Sie ist entsetzt über die brutale Gewalt während der Räumung des verlassenen Dorfes am Randes des Tagebaus. „Ich hab ja am Wochenende alles am Fernseher und im Internet verfolgt, einmal hab ich den Bub sogar gesehen, glaube ich“, sagt sie und wendet sich jetzt direkt an ihn, „aber man kann euch ja kaum auseinanderhalten, ihr seht ja alle gleich aus, so eingemummelt wie ihr bei diesen Demos immer seid.“

Die Worte kommen erst nach und nach

Kevin nickt und schluchzt. Es fällt ihm sichtlich schwer, über das Erlebte zu berichten. Erst nach und nach findet er die Worte, um zu erzählen, was passiert ist.

„Die Demonstranten haben ganz böse gekuckt“, sagt er schließlich, „und uns mit schlimmen Wörtern beschimpft.“ Wörter wie Doofkopp, Dummbande und Arschloch, die der 44-jährige Polizist im Beisein seiner Mutter nicht wiederholen möchte.

„Viele haben auch gerufen: Schließt euch uns an!“, erzählt Kevin M. mit tränenerstickter Stimme.

„Ogottogott!“, entfährt es seiner Mutter.

„Am schlimmsten waren aber die Besetzer, die in Massen auf uns zugerannt kamen und die ihre Gesichter immer wieder gegen unsere erhobenen Schlagstöcke und unsere Fäuste geknallt haben.“

„Seine ganze Uniform war voller Blut“, bestätigt seine Mutter, „das krieg ich im Leben nicht wieder raus.“

Eine der Aktivistinnen hat ihn sogar so geschubst, dass er beinah hingefallen wäre. Er könnte noch mehr erzählen, zum Beispiel von dem Kollegen, den ein als Mönch verkleideter Demonstrant mit einem „Buh!“ erschreckt hat, von dem Kollegen, der sich bei der Räumung der Scheune einen Splitter eingezogen hat. Im kleinen Finger! Oder von dem Kollegen, der seit dem Wegtragen von Greta Thunberg einen Hexenschuss hat.

Gesetzte Sternchen

Frau M. (Nachname abgekürzt, heißt so wie der Sohn) hält sich die Hand vor den Mund, als sie hört, was die Klimaterroristen mit ihrem Sohn und seinen Freunden gemacht haben. Dann geht sie in die Küche und holt ihm eine heiße Schokolade. Kevin M. schluchzt auf, als er die Tasse mit der braunen Flüssigkeit sieht. „Am schlimmsten war das mit dem Schlamm“, erinnert er sich. Mit seinen Kollegen versuchte Kevin M. stundenlang aus einem sehr schlammigen Feld herauszukommen, in das die „Kli­m*a­ak­ti­vis­tin­*nen“ (Sternchen nach gemachten Sprechpausen gesetzt) sie gedrängt hatten. Immer wieder blieben sie stecken, rutschten aus, fielen hin, versuchten sich gegenseitig zu stützen und aufzuhelfen, fielen aber immer wieder um und rissen Kameraden mit in den Schlamm. „Die Demonstranten, die drumrum standen, haben uns ausgelacht“, sagt Kevin M.

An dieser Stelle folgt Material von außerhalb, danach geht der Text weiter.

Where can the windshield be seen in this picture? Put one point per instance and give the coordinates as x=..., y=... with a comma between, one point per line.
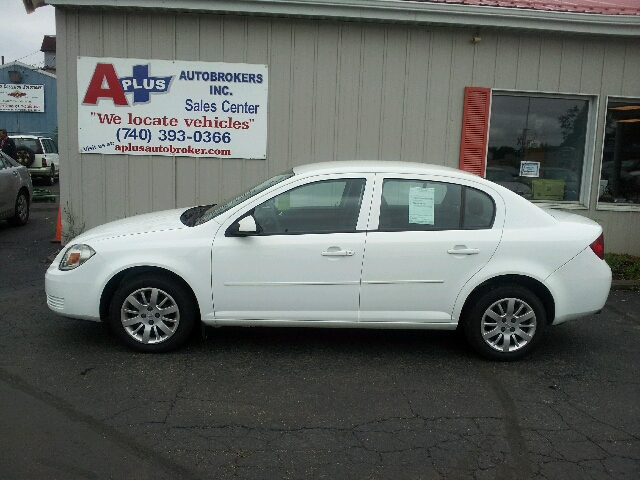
x=216, y=210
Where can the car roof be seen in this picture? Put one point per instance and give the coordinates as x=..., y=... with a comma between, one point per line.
x=371, y=166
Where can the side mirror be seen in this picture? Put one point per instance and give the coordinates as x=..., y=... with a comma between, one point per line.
x=244, y=227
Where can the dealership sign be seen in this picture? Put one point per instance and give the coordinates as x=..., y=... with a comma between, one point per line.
x=15, y=97
x=164, y=107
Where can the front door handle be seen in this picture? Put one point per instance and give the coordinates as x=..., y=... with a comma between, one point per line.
x=338, y=253
x=464, y=251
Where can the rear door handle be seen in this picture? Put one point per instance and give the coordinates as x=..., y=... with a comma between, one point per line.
x=464, y=251
x=338, y=253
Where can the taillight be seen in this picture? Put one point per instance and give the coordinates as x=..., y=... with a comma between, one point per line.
x=598, y=246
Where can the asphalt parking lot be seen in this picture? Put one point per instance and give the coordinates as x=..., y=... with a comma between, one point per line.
x=285, y=403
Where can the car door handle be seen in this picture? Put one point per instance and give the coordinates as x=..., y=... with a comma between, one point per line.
x=338, y=253
x=464, y=251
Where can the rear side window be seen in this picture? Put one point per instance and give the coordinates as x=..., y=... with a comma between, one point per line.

Die Filmaufnahmen gingen in den sozialen Netzwerken um die Welt. Bilder, wie wir sie aus alten Slapstick-Filmen mit Stan Laurel und Oliver Hardy kennen, und die wir sicher beim Jahresrückblick 2023 am 10. Dezember bei RTL wiedersehen werden, moderiert von Thomas Gottschalk.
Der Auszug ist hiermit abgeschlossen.